Robin Li said that the open source model will become more and more backward, why do many people disagree?

The gap is narrowing, but it may never catch up.

Author|Zhao Jian

Last week, Baidu's chairman and CEO Robin Li's remarks about the open source model sparked controversy.

Robin Li said at the Create 2024 Baidu AI Developer Conference: "Open source models will fall behind more and more. ”

Robin Li explained that Baidu's basic model Wenxin 4.0 can be flexibly tailored in terms of effect, response speed and inference cost according to different needs, generate a simplified model suitable for various scenarios, and support fine tuning and post pretrain. Compared with using the open-source model directly, the Wenxin 4.0 tailor-made model performs better at the same size and has a lower cost under the same effect, so he predicts that the open-source model will fall behind more and more.

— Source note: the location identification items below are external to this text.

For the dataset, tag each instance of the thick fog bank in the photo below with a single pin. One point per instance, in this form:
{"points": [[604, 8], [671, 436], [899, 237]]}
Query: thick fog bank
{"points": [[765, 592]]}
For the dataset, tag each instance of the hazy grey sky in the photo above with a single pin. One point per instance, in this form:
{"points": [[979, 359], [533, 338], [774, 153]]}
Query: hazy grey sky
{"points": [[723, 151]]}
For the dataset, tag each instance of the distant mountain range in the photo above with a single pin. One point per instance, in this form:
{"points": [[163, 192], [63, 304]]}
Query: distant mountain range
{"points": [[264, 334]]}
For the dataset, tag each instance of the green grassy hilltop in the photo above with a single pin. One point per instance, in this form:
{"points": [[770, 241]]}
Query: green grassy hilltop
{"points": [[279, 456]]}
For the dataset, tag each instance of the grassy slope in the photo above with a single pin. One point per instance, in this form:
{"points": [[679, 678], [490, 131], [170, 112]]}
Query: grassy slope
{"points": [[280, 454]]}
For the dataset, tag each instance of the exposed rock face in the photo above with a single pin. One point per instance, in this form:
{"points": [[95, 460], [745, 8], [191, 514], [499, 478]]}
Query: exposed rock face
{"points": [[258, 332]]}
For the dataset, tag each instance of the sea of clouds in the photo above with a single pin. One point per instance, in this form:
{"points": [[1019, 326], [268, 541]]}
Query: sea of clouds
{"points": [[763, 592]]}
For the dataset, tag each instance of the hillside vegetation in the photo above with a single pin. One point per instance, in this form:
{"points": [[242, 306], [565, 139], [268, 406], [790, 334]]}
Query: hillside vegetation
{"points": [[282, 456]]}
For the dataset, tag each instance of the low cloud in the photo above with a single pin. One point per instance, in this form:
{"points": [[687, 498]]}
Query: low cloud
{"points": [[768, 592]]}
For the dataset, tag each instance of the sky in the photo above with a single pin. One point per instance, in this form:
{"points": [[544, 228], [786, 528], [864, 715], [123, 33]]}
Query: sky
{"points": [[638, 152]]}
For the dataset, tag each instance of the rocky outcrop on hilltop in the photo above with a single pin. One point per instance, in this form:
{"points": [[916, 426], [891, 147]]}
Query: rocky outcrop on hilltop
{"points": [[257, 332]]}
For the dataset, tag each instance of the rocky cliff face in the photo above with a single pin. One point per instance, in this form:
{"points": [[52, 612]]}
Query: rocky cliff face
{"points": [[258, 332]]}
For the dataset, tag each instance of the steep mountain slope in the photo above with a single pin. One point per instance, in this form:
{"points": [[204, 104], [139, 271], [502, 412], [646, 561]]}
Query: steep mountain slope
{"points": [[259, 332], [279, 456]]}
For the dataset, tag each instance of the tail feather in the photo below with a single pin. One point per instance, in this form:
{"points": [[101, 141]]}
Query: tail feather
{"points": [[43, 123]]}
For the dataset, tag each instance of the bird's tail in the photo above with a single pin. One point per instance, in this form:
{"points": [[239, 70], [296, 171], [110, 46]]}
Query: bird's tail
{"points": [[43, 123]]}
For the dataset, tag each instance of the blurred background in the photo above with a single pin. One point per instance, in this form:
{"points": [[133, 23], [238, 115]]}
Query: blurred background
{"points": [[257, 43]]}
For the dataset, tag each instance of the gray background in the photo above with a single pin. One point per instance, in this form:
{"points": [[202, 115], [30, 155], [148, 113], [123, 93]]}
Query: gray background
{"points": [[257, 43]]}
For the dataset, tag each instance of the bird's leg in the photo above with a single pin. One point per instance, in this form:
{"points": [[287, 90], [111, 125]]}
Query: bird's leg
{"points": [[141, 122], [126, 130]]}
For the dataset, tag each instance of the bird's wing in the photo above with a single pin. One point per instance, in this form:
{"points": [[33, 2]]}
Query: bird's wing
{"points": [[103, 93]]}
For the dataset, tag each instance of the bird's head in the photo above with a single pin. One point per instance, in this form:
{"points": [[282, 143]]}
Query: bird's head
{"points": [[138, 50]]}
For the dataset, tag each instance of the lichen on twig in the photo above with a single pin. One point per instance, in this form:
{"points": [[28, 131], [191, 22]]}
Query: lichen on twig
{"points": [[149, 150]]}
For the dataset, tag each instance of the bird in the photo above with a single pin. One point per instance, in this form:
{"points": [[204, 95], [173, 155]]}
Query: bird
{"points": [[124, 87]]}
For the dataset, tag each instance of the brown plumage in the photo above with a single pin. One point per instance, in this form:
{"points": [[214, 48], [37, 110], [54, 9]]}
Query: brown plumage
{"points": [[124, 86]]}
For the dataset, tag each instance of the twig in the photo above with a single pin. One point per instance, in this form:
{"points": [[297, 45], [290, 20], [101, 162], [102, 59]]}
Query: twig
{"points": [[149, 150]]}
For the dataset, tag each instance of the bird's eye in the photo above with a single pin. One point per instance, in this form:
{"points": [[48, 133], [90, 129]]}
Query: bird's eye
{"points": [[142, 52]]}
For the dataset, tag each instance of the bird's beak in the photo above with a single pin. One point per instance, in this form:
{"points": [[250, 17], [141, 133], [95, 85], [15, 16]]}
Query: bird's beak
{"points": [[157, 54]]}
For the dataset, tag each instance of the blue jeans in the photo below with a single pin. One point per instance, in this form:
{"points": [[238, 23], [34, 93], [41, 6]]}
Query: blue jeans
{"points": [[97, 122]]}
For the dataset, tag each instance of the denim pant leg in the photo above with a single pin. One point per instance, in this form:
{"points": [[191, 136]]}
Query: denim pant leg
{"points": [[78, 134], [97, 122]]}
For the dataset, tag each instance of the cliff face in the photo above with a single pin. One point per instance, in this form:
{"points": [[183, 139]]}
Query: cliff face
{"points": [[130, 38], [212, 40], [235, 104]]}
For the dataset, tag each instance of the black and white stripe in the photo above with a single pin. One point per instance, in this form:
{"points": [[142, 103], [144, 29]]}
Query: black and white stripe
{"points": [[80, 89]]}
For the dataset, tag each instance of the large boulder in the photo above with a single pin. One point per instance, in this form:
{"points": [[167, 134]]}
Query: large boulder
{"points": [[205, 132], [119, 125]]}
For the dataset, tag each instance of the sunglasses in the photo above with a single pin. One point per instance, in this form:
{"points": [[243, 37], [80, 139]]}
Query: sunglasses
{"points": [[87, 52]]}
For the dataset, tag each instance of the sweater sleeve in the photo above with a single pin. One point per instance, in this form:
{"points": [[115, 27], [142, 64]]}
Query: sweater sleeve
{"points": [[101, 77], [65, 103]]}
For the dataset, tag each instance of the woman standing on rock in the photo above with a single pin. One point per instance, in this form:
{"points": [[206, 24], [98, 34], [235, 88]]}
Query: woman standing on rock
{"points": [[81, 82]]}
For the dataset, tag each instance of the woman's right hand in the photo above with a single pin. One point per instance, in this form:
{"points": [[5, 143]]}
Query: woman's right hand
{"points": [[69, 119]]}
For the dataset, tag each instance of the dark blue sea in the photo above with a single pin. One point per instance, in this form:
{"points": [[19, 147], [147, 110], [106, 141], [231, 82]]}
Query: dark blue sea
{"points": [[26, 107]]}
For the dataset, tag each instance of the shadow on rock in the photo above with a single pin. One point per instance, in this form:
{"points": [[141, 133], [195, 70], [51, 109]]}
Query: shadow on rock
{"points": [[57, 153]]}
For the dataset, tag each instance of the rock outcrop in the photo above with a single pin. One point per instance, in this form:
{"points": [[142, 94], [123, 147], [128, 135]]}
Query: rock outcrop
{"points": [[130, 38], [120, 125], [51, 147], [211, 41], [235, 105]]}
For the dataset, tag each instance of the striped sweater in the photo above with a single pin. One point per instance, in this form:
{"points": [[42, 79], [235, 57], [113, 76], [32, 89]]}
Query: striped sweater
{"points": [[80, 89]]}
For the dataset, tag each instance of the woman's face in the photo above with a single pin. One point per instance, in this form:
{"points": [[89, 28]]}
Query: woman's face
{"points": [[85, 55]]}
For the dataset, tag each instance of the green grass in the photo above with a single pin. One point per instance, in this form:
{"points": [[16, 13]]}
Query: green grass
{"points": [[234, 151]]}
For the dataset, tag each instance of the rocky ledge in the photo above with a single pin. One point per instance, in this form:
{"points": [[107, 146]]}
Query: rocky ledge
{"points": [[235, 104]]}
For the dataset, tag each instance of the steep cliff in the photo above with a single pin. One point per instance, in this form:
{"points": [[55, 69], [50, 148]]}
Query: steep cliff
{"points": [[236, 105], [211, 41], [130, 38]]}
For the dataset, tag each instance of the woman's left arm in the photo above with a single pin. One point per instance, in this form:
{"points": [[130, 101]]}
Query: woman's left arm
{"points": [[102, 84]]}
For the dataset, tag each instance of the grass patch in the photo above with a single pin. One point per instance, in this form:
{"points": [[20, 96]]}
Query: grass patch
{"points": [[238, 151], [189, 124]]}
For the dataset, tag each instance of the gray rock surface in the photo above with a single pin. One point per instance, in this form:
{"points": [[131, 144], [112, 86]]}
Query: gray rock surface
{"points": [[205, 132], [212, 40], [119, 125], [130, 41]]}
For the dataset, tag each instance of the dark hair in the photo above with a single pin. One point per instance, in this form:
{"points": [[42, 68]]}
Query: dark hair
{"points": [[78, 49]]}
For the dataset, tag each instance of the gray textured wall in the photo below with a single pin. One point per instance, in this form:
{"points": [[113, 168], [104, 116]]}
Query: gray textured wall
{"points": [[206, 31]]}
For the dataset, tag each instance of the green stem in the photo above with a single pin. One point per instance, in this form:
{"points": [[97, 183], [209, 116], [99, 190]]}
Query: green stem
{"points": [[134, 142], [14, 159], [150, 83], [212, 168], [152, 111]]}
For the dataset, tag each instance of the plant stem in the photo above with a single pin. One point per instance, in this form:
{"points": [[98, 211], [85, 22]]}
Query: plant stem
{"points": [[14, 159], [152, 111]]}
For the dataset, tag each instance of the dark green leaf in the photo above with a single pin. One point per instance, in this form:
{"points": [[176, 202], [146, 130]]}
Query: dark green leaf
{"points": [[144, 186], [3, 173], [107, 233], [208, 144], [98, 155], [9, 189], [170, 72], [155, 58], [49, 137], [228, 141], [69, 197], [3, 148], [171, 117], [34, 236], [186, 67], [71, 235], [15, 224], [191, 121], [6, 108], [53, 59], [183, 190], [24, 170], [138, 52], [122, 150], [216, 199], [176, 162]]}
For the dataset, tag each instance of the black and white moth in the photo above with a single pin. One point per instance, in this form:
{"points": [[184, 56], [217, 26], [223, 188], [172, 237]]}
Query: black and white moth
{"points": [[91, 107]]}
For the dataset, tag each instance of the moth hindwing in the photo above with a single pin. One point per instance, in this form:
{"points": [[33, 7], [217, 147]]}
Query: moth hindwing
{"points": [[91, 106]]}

But many AI practitioners don't agree with this conclusion. For example, Fu Sheng, chairman and CEO of Cheetah Mobile and chairman of Orion Star, quickly retorted in a video, saying that "the open source community will eventually defeat closed source".

The question of whether open source models can surpass closed-source models has been controversial since last year.

In May last year, foreign media reported that Google leaked a document with the theme of "We don't have a moat, and neither does OpenAI." While we were still squabbling, open source had quietly robbed us of our jobs."

After Meta released the open-source large model Llama 2 last year, Yann LeCun, vice president and head of the artificial intelligence department of Meta, said that Llama 2 will change the market landscape of large language models.

People are looking forward to the open source community led by the Llama series of models. But to this day, the latest release of Llama 3 still hasn't caught up with the most advanced closed-source model, GPT-4, although the gap between the two is already small.

"Jiazi Lightyear" interviewed a number of AI practitioners, and a common feedback is that the discussion of whether open source or closed source is better is determined by the position, and it is not simply a binary issue.

Open source vs. closed source is not a technical issue, but more of a business model issue. However, the current status of the development of large models is that neither open source nor closed source has yet found a viable business model.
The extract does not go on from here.